Bug description:
When trying to run a pdf through a Prodigy PDF module (eg. pdf.layout.fetch) the system will start processing the pdf, but ultimately error out with the below.
Through online research, several users have received similar errors (outside of Prodigy use) with a common solution being to downgrade transformers==4.38.2
However, doing this leads to a dependency conflict as docling-ibm-models 3.1.0 requires transformers<5.0.0,>=4.42.0.
Reproduction steps:
Clean install of prodigy 1.17.3 and prodigy pdf and running a pdf through it.
Environment variables:
Version 1.17.3
License Type Prodigy Personal
Location D:\Programs\anaconda3\envs\env311_nlp\Lib\site-packages\prodigy
Prodigy Home C:\Users\sinad\.prodigy
Platform Windows-10-10.0.19045-SP0
Python Version 3.11.11
spaCy Version 3.7.5
Database Name SQLite
Database Id sqlite
Total Datasets 3
Total Sessions 25
The issue actually comes from a potential resource conflict between pypdfium2 and docling when they try to access the same PDF file
It can be fixed by explicitly closing the PDF file once it's not used anymore by pypdfium2.
Could you check if version 0.4.1 of the plugin solves this issue?
Also a heads-up that while working on this issue I found a small bug in spacy-layout where the document layout pagination and span layout pagination might be mismatched.
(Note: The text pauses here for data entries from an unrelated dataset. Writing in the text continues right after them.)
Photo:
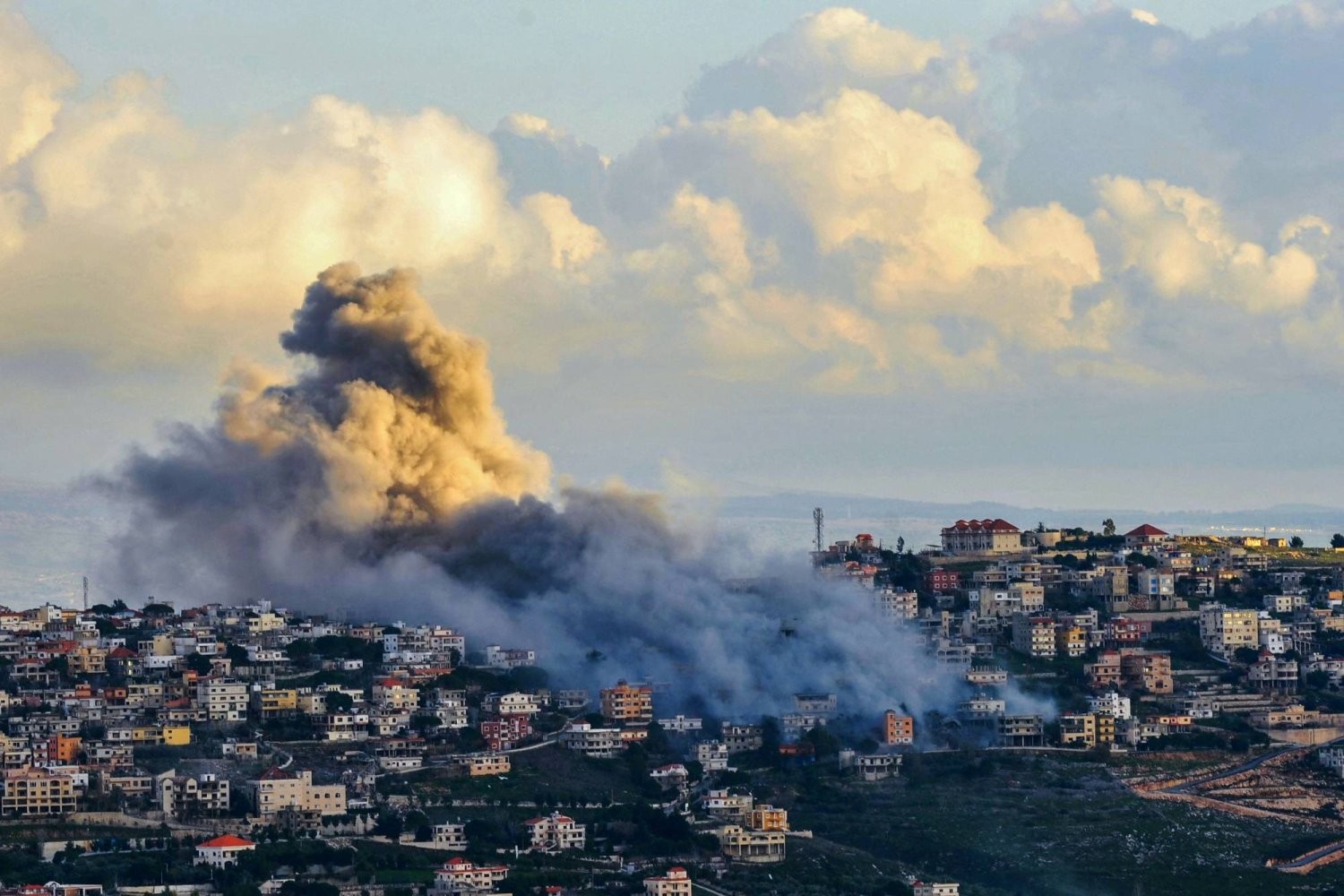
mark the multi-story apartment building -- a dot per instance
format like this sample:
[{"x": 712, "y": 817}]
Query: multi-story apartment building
[
  {"x": 712, "y": 755},
  {"x": 723, "y": 804},
  {"x": 281, "y": 790},
  {"x": 741, "y": 737},
  {"x": 675, "y": 883},
  {"x": 766, "y": 817},
  {"x": 1021, "y": 731},
  {"x": 451, "y": 836},
  {"x": 897, "y": 729},
  {"x": 1034, "y": 635},
  {"x": 190, "y": 797},
  {"x": 37, "y": 791},
  {"x": 897, "y": 605},
  {"x": 394, "y": 694},
  {"x": 513, "y": 704},
  {"x": 981, "y": 536},
  {"x": 626, "y": 704},
  {"x": 599, "y": 743},
  {"x": 556, "y": 831},
  {"x": 1148, "y": 670},
  {"x": 222, "y": 699},
  {"x": 459, "y": 876},
  {"x": 486, "y": 763},
  {"x": 754, "y": 847},
  {"x": 1223, "y": 629},
  {"x": 505, "y": 732}
]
You also might watch for an update from spacy-layout( PR)
Unfortunately, after updating to version 0.4.1 the issue (KeyError: 1) still remains. Additionally, I am testing on documents greater than 1 page to account for the separate potential spacy-layout issue.
Thanks for the quick feedback!
The Cannot close object, library is destroyed message is not showing up anymore, right?
The Key Error is related to the spacy-layout issue. If there are layout spans on pg 1 of the PDF, they will cause the KeyError as pg 1 won't exist on the document layout.
I'll let you know as soon as the patch to spacy-layout is released. Sorry about that!
Thanks for the update! Happy to report that we have already patched spacy-layout.
You should be able upgrade to v0.0.11 in place to get the fix.
In the meantime, we have also fixed one more outstanding issue in prodigy-pdf plugin, so it's recommended to upgrade this as well to v0.4.2. Thanks again for the report!